Nigel Westlake spreads his net widely. Originally a clarinettist he studied composition in Amsterdam before returning to his native Australia. There he was a member of the Australia Ensemble, later joining John Williams’s group Attaca for which he also wrote. He has also written film scores. The Imax film Antarctica is one, and you will certainly know him from his scores for both Babe films.

His concert work is full of energy and colour. The Piano Trio of 2003 has impressionist hues alongside the more aggressively animated sonorities. The crepuscular second movement is especially diverting with its dialogue between the strings underpinned by the insistent piano. The finale has a rather jaunty, jazzy outlook maybe leavened by a touch of John Adams. I was taken by Westlake’s use of the cello as an ersatz jazz-propulsive double bass.

The riffs of The Hinchinbrook Riffs, the work that gives the disc its title, are digitally copied with a delay and repeated approximately half a second later. This creates wave-like patterns, which increase in seductive pleasure, not least the more absorbing jazzy ones. The guitar is the perfect medium for the caressing delicacy and mesmeric quality of the writing. The booklet photograph by the way shows Hinchinbrook Island in all its glory.

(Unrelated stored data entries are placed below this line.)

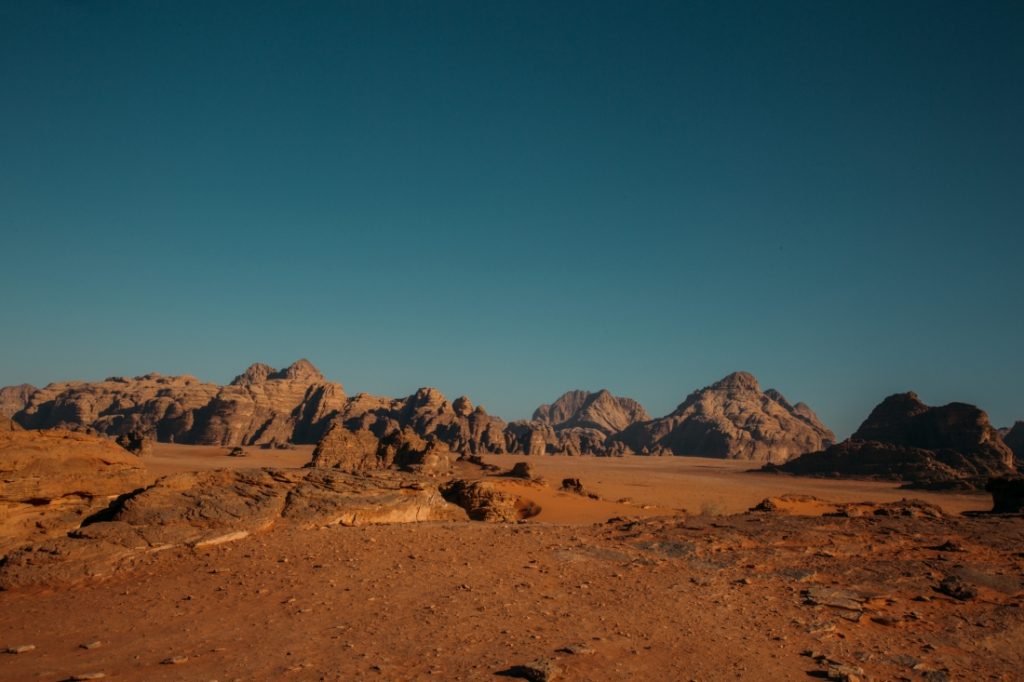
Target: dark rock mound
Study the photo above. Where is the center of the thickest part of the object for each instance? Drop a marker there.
(948, 448)
(1008, 495)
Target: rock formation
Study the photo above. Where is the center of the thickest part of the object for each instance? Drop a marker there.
(458, 425)
(51, 480)
(14, 398)
(578, 423)
(903, 439)
(600, 411)
(731, 419)
(485, 501)
(200, 509)
(1014, 437)
(261, 406)
(1008, 494)
(360, 451)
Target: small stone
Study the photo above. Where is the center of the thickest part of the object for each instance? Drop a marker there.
(539, 671)
(20, 648)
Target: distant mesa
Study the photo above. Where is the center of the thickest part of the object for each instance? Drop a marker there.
(952, 446)
(297, 405)
(1014, 437)
(14, 398)
(731, 419)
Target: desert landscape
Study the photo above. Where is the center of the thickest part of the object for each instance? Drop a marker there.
(424, 538)
(583, 341)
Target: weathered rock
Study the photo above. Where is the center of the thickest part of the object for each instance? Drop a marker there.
(948, 448)
(135, 442)
(51, 480)
(572, 485)
(14, 398)
(483, 501)
(205, 508)
(1014, 437)
(1008, 495)
(348, 451)
(521, 470)
(261, 405)
(732, 419)
(361, 451)
(600, 411)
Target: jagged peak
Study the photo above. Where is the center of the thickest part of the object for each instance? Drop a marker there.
(300, 370)
(256, 373)
(737, 381)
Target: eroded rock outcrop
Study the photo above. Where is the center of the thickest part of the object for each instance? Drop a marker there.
(262, 405)
(578, 423)
(51, 480)
(1014, 437)
(14, 398)
(1008, 494)
(457, 425)
(903, 439)
(488, 501)
(731, 419)
(360, 451)
(211, 507)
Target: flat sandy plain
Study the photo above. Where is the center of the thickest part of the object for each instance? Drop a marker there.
(656, 594)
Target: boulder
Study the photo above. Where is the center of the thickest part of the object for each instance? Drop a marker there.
(1008, 495)
(200, 509)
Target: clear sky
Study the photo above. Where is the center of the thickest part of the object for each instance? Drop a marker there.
(514, 199)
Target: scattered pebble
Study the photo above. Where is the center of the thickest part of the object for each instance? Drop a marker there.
(20, 648)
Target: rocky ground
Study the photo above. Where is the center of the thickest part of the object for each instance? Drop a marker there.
(587, 589)
(752, 596)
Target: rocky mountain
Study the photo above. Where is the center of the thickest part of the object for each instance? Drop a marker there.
(50, 480)
(261, 406)
(578, 423)
(1014, 437)
(600, 411)
(14, 398)
(459, 425)
(732, 419)
(903, 439)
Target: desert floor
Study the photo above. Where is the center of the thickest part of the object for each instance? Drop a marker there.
(655, 594)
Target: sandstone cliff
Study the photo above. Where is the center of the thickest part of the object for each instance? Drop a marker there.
(14, 398)
(903, 439)
(731, 419)
(261, 406)
(1014, 437)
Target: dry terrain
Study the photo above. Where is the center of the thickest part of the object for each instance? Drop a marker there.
(587, 590)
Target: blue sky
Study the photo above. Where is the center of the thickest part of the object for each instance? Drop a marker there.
(510, 200)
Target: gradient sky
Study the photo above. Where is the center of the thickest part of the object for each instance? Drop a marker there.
(510, 200)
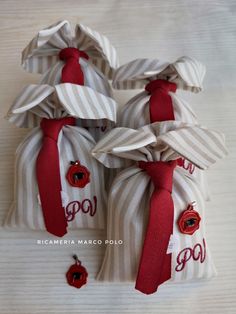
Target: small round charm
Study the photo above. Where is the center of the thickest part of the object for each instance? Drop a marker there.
(189, 220)
(78, 175)
(77, 274)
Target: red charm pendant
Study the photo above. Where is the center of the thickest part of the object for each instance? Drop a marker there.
(77, 275)
(78, 175)
(189, 220)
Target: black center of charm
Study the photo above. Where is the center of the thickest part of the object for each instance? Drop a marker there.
(78, 176)
(76, 276)
(190, 222)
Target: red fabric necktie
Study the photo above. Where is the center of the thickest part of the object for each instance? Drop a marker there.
(155, 263)
(72, 72)
(160, 103)
(48, 176)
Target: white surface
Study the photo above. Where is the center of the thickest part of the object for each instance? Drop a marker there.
(32, 276)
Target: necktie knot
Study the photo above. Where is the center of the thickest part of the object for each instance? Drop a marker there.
(160, 172)
(52, 127)
(72, 53)
(163, 85)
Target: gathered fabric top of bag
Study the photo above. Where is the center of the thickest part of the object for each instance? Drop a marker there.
(163, 141)
(187, 73)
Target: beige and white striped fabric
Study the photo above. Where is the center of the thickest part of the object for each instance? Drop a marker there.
(42, 52)
(90, 108)
(186, 72)
(128, 200)
(85, 208)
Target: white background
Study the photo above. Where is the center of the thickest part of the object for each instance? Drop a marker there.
(32, 276)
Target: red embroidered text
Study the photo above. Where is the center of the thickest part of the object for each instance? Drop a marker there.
(184, 163)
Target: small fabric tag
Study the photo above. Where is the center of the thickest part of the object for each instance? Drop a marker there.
(64, 198)
(173, 244)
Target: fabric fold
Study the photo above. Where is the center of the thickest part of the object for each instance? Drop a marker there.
(42, 52)
(130, 196)
(186, 72)
(90, 108)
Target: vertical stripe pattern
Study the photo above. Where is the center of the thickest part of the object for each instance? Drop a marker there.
(42, 51)
(74, 143)
(128, 200)
(186, 72)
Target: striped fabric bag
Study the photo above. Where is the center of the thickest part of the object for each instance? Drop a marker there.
(96, 56)
(76, 187)
(184, 74)
(182, 249)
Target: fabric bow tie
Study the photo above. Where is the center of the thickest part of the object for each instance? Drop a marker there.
(72, 72)
(48, 176)
(155, 263)
(160, 103)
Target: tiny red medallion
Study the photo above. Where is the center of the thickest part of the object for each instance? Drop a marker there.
(77, 274)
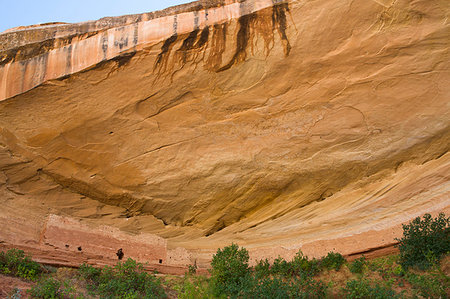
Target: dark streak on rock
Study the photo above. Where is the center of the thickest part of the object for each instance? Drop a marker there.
(279, 20)
(105, 45)
(187, 45)
(135, 34)
(69, 59)
(204, 37)
(242, 41)
(123, 59)
(196, 20)
(165, 49)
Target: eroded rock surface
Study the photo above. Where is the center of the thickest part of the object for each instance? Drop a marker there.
(279, 125)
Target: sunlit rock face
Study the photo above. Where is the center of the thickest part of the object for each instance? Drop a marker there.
(279, 125)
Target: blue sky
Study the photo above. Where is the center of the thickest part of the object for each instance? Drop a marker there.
(15, 13)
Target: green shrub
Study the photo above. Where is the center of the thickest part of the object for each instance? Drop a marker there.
(125, 280)
(356, 289)
(266, 288)
(333, 261)
(424, 241)
(358, 265)
(428, 286)
(229, 270)
(195, 287)
(301, 265)
(89, 273)
(192, 269)
(16, 263)
(280, 267)
(308, 288)
(262, 269)
(49, 288)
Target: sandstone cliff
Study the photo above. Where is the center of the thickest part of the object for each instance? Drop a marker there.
(280, 125)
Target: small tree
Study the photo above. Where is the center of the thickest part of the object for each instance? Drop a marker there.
(424, 241)
(229, 270)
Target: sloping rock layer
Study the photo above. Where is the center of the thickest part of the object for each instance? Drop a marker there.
(279, 125)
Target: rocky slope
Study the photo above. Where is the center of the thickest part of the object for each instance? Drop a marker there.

The most recent of the works is the String Quartet of 2005 and it’s also the longest. There are hints of a kind of polyrhythmic minimalism here but the percussive, patterned drive takes it far away from any sense of repetitious accumulation of themes. There’s a long rather melancholic first movement viola solo over pizzicati that is affecting. The grave solo over pizzicato is a feature of the third movement as well. There’s something excitingly Janáček and Bartók-like about the finale. A Folk-improvisatory lilt combines with pizzicato drama and a sense of fantasy and colour. This is wonderful stuff, rich in élan and a sense of the string quartet lineage. In contrast Westlake draws on West African music for the percussion piece Kalabash. Here his nod toward boppish jazz licks broadens the range of influence; this is a piece full of circling patterns and big dynamics and sonorities, perfect for percussion ensembles worldwide.

Finally there is the 1997 Piano Sonata, a one movement, dynamic and driving piece. It summons up but doesn’t quite embrace a kind of hyperactive boogie but its heart is the clearly defined slow central section – spare and lyrical by turn and a movement that shows how adept Westlake is at spinning real melody. The finale is a driving intoxicating workout.

This is an altogether diverting and exciting showcase for Westlake’s abundant talents. His dedicatees and performers alike play with uninhibited brilliance and the recordings are splendid.